Go Machine Learning Projects
上QQ阅读APP看书,第一时间看更新

Handling bad numbers

Another part of the janitorial work is handling bad numbers. A good example is in the LotFrontage variable. From the data description, we know that this is supposed to be a continuous variable. Therefore, all the numbers should be directly convertible to float64. Looking at the data, however, we see that it's not true—there is data that is NA.

LotFrontage, according to the description, is the linear feet of the street connected to property. NA could mean one of two things:

  • We have no information on whether there is a street connected to the property
  • There is no street connected to the property

In either case, it would be reasonable to replace NA with 0. This is reasonable, because the second lowest value in LotFrontage is 21. There are other ways of imputing the data, of course, and often the imputations will lead to better models. But for now, we'll impute it with 0.

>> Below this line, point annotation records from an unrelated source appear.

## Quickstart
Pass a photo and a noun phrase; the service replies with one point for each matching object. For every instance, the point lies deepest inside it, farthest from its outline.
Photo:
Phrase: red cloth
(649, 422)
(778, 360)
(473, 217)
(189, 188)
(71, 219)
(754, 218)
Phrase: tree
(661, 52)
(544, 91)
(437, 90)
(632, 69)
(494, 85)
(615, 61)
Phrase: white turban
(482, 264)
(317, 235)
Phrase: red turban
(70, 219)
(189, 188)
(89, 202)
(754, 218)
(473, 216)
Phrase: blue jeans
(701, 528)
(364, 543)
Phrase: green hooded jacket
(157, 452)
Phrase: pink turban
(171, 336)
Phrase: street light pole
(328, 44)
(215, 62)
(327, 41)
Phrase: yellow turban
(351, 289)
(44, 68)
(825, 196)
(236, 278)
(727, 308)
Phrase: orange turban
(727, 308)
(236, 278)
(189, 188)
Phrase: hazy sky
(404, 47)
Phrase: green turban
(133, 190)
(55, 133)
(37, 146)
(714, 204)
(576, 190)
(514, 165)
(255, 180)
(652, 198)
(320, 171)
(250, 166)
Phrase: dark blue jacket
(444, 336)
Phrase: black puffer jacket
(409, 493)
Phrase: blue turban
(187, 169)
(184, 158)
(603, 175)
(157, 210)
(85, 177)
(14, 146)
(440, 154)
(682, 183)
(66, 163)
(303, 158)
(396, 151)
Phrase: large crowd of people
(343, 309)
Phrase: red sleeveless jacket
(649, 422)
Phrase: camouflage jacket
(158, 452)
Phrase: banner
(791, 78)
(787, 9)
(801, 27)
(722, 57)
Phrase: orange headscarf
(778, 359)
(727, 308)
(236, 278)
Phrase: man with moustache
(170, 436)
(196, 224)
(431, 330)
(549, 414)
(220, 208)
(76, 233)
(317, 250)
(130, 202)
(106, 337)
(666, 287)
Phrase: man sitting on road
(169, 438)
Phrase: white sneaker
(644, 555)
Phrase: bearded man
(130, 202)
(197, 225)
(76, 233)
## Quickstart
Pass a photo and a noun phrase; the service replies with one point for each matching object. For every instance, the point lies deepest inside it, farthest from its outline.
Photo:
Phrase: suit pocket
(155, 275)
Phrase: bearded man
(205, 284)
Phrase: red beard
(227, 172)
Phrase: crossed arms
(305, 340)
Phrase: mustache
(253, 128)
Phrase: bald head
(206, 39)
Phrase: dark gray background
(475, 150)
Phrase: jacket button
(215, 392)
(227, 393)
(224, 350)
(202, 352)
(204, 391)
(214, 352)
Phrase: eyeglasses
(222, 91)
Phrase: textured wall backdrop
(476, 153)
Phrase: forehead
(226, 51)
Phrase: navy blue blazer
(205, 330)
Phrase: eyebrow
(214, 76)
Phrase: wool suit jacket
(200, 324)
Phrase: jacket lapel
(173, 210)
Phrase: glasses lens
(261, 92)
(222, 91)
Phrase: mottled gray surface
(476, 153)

We can also do the same with any other continuous variables in this dataset simply because they make sense when you replace the NA with 0. One tip is to use it in a sentence: this house has an Unknown GarageArea. If that is the case, then what should be the best guess? Well, it'd be helpful to assume that the house has no garage, so it's OK to replace NA with 0.

Note that this may not be the case in other machine learning projects. Remember—human insight may be fallible, but its often the best solution for a lot of irregularities in the data. If you happen to be a realtor, and you have a lot more domain knowledge, you can infuse said domain knowledge into the imputation phase—you can use variables to calculate and estimate other variables for example.

As for the categorical variables, we can for the most part treat NA as the zero value of the variable, so no change there if there is an NA. There is some categorical data for which NA or None wouldn't make sense. This is where the aforementioned clever encoding of category could come in handy. In the cases of these variables, we'll use the most commonly found value as the zero value:

  • MSZoning
  • BsmtFullBath
  • BsmtHalfBath
  • Utilities
  • Functional
  • Electrical
  • KitchenQual
  • SaleType
  • Exterior1st
  • Exterior2nd

Furthermore, there are some variables that are categorical, but the data is numerical. An example found in the dataset is the MSSubclass variable. It's essentially a categorical variable, but its data is numerical. When encoding these kinds of categorical data, it makes sense to have them sorted numerically, such that the 0 value is indeed the lowest value.